Holyoke Range State Park

Amherst, Hampshire County

Category
Park
Town
Amherst
County
Hampshire
Length
8 mi

The Holyoke Range is the long east–west traprock ridge that closes the south end of the central Pioneer Valley. It is the geological mirror of Mount Tom on the west side of the Connecticut River. Both ranges were formed about 200 million years ago when basalt erupted into a continental rift valley and was later tilted east-up by faulting. The ridge crosses five towns (South Hadley, Granby, Belchertown, Hadley, and Amherst) and tops out at Mount Norwottuck, 1,106 feet, near the center of the range.

The two state parks

Two adjoining state parks protect the high ground:

  • J.A. Skinner State Park holds the western end: the Mount Holyoke summit (935 ft), the Seven Sisters ridge, and the auto road and Summit House.
  • Holyoke Range State Park holds the eastern, larger half: Mount Hitchcock, Bare Mountain, Mount Norwottuck, Long Mountain, and the trail network connecting them.
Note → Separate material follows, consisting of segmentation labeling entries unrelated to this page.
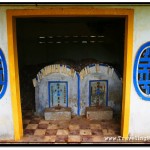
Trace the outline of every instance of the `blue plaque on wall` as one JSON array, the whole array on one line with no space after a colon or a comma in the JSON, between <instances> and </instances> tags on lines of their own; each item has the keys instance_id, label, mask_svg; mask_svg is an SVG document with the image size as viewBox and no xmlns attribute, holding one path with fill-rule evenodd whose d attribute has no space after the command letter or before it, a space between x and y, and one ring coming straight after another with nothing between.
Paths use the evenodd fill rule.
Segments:
<instances>
[{"instance_id":1,"label":"blue plaque on wall","mask_svg":"<svg viewBox=\"0 0 150 150\"><path fill-rule=\"evenodd\" d=\"M89 106L108 105L108 81L90 80L89 81Z\"/></svg>"},{"instance_id":2,"label":"blue plaque on wall","mask_svg":"<svg viewBox=\"0 0 150 150\"><path fill-rule=\"evenodd\" d=\"M49 107L68 107L68 82L49 81Z\"/></svg>"},{"instance_id":3,"label":"blue plaque on wall","mask_svg":"<svg viewBox=\"0 0 150 150\"><path fill-rule=\"evenodd\" d=\"M5 56L0 49L0 99L4 96L7 89L7 65Z\"/></svg>"},{"instance_id":4,"label":"blue plaque on wall","mask_svg":"<svg viewBox=\"0 0 150 150\"><path fill-rule=\"evenodd\" d=\"M150 42L143 44L134 62L133 81L136 92L143 100L150 100Z\"/></svg>"}]
</instances>

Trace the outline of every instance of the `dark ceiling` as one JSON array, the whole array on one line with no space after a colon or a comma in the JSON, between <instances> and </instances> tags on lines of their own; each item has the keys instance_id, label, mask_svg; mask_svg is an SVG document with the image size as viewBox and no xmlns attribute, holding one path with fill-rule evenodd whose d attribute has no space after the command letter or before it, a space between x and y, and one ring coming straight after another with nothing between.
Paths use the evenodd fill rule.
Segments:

The dividing line is the small Notch on Route 116 between Granby and Amherst. The state park headquarters and the Notch Visitor Center are at the saddle of the Notch, with a free dawn- to-dusk parking lot that is the most-used trailhead on the range.

Trails

Two long-distance trails run the spine of the range and converge at the Notch:

  • The New England National Scenic Trail (formerly known as the Metacomet-Monadnock Trail, and still locally called the M-M) runs the full length of the range and continues north over Mount Sugarloaf and into New Hampshire.
  • The Robert Frost Trail, 47 miles, runs roughly north–south through Amherst and crosses the range at the Notch on its way to Mount Toby.
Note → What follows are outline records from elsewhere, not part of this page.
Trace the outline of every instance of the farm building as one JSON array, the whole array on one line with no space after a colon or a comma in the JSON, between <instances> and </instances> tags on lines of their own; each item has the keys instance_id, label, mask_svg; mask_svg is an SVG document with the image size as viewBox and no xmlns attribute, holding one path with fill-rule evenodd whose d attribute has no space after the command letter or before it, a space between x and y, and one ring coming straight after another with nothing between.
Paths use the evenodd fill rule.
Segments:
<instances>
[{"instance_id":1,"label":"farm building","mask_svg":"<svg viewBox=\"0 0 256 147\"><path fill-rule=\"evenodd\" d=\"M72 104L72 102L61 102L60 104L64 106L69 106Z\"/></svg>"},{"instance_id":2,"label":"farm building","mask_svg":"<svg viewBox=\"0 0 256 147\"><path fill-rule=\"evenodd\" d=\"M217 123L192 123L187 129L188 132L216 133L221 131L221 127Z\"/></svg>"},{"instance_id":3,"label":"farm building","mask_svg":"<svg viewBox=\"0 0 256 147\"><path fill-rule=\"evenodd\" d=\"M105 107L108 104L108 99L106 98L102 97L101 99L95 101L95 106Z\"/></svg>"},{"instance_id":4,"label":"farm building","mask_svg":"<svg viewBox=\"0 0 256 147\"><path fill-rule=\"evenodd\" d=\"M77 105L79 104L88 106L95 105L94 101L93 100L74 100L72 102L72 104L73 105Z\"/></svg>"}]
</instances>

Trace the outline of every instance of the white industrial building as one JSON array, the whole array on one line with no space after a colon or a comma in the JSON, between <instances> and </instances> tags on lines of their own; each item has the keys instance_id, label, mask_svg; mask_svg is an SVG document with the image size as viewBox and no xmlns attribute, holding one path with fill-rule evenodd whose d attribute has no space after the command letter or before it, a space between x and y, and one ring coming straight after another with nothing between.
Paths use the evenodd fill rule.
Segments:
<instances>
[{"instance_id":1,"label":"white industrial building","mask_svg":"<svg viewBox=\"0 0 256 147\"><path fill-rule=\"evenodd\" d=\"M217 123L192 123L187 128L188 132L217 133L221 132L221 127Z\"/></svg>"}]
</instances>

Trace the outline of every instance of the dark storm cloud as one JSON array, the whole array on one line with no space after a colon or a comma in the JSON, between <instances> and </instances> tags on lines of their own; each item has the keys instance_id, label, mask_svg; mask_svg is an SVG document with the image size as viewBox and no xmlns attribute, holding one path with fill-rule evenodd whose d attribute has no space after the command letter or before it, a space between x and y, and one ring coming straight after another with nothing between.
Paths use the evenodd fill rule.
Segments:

Most day hikers go up Bare Mountain or Mount Norwottuck from the Notch lot. Round-trip distances run roughly two to four miles, with 500 to 800 feet of climb. The full traverse from the Notch east across Norwottuck and Long Mountain and back is about eight miles round-trip.

The Horse Caves

A few hundred feet below the summit of Norwottuck, on the southern slope, a horizontal band of softer sandstone has eroded out from under the basalt cap, leaving a row of rock overhangs deep enough to shelter a horse and rider. Local tradition says the Horse Caves sheltered Daniel Shays and his men during Shays’s Rebellion in the winter of 1786–87; the documentary record is thin but the place is still called that. They sit a short, marked spur off the Robert Frost Trail near the Norwottuck summit.

What to know

  • Trailheads: Notch Visitor Center (Route 116) is the main lot. Parking is free; visitor-center lobby and bathrooms are open daily 9 AM-4 PM, with exhibits and the information desk open daily in spring, summer, and fall and Thursday-Monday in winter. Smaller trailheads are at the Mount Holyoke College end (off Route 116 in South Hadley), on Bay Road in Amherst, and at the Skinner Road / Mount Holyoke entrance in Hadley.
  • Trap-rock surface: the high ground is broken basalt and is hard on ankles when wet. Hiking poles help.
  • Year-round: the trails are open year-round; in winter the Notch lot is plowed but the upper trails carry packed snow and ice. Spikes through March.
  • Dogs: dogs must remain on leash.
  • Hunting: much of the surrounding land is open to hunting in season. Wear blaze orange in November.